Cette approche de refinancement induit naturellement des coûts plus élevés puisque la Banque centrale offre désormais un montant fixe de liquidités et alloue d'abord des fonds aux plus offrants, ce qui oblige les banques ayant les plus importants besoins de liquidités à faire des offres au prix le plus élevé pour obtenir le financement dont elles ont besoin.

La rentabilité baissera avec l'augmentation des coûts de financement

Pour Moody's, le coût élevé du refinancement accordé par la BCEAO pèsera sur les marges d'intérêt nettes, car le rendement des actifs n'augmentera que progressivement, compte tenu de la durée relativement longue des titres de la dette publique.

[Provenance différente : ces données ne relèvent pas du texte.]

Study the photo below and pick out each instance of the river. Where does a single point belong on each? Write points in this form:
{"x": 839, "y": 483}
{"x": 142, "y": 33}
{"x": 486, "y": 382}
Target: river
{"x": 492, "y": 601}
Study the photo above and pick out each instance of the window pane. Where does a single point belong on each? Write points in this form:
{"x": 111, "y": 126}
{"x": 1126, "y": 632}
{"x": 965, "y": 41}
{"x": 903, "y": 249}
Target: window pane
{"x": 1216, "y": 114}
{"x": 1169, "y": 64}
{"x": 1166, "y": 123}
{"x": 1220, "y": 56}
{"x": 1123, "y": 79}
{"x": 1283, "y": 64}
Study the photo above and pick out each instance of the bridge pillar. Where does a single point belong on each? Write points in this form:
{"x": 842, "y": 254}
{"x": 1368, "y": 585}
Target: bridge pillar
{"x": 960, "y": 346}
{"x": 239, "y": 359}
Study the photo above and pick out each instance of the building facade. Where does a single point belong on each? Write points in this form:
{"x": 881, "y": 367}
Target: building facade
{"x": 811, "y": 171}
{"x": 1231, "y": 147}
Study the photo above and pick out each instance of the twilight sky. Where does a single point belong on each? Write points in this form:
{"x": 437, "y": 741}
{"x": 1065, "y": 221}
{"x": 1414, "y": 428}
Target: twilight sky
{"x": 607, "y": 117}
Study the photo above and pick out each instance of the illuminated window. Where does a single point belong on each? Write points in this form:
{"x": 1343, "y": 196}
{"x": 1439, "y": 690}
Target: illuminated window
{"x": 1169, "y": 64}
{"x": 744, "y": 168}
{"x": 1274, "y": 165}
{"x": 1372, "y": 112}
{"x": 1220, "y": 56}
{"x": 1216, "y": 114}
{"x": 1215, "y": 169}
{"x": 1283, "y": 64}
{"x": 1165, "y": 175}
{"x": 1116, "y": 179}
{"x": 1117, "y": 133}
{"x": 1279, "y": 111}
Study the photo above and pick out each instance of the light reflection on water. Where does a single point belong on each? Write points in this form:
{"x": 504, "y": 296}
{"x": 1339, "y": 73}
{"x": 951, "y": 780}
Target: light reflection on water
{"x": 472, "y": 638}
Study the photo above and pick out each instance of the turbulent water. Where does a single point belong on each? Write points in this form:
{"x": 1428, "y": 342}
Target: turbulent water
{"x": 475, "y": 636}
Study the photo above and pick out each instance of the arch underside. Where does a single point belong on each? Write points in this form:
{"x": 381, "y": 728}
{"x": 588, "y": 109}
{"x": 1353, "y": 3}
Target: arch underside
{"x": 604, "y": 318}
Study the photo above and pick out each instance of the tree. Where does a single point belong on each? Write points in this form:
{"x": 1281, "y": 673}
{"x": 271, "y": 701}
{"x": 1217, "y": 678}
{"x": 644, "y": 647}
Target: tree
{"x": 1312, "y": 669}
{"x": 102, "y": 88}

"En outre, l'accès à un financement abondant et peu coûteux étant désormais réduis, les banques de l'UEMOA doivent se livrer à une concurrence plus active pour les dépôts des clients, ce qui entraîne une hausse du coût des dépôts", a-t-elle poursuivi.

Enfin, Moody's estime que l'accès limité des banques de l'Union à la liquidité fera en sorte que ces dernières seront susceptibles d'ajuster leurs volumes d'investissement et de prêt, ce qui réduira le revenu d'exploitation.

Par ailleurs, le resserrement des conditions de financement imposé par la Banque centrale rendra plus difficile l'absorption des émissions de dette souveraine de la région par les établissements de crédit, car ces derniers achètent généralement environ 85% de la dette souveraine régionale placée sur le marché régional de la dette.

Toutefois, le rapport précise que les plus grandes banques régionales et les filiales d'entités étrangères, les plus performantes en matière de collecte de dépôts et les moins exposées à la dette souveraine, seront les mieux équipées pour gérer le resserrement des conditions de liquidité dans la région.

Il conclut en définitive qu'un assouplissement de la politique monétaire de la BCEAO n'est envisageable qu'en cas d'une nouvelle baisse de l'inflation ainsi qu'un redressement des réserves de changes dont le niveau a baissé de 43% à 9,7 milliards de dollars fin 2023, ne couvrant désormais que 3,4 mois d'importations de biens et services contre 5,5 mois fin 2021.

Rétablissement partiel des réserves de change en 2024

S'agissant des réserves de change, Moody's anticipe une amélioration de la situation en 2024 grâce aux recettes d'exportations qui bénéficieront de nouveaux revenus d'exportation d'hydrocarbures au Sénégal et au Niger. Ce niveau des réserves pourrait être consolidé par les flux de financement extérieur induits par les programmes conclus par les pays de l'Union avec le FMI. De plus, l'accès à nouveau des pays de l'UEMOA aux marchés financiers internationaux pour l'émission d'eurobonds, comme ce fut le cas récemment de la Côte d'Ivoire et du Bénin pour des levées respectives de 2,6 milliards de dollars et 750 millions de dollars, soutiendra également les réserves.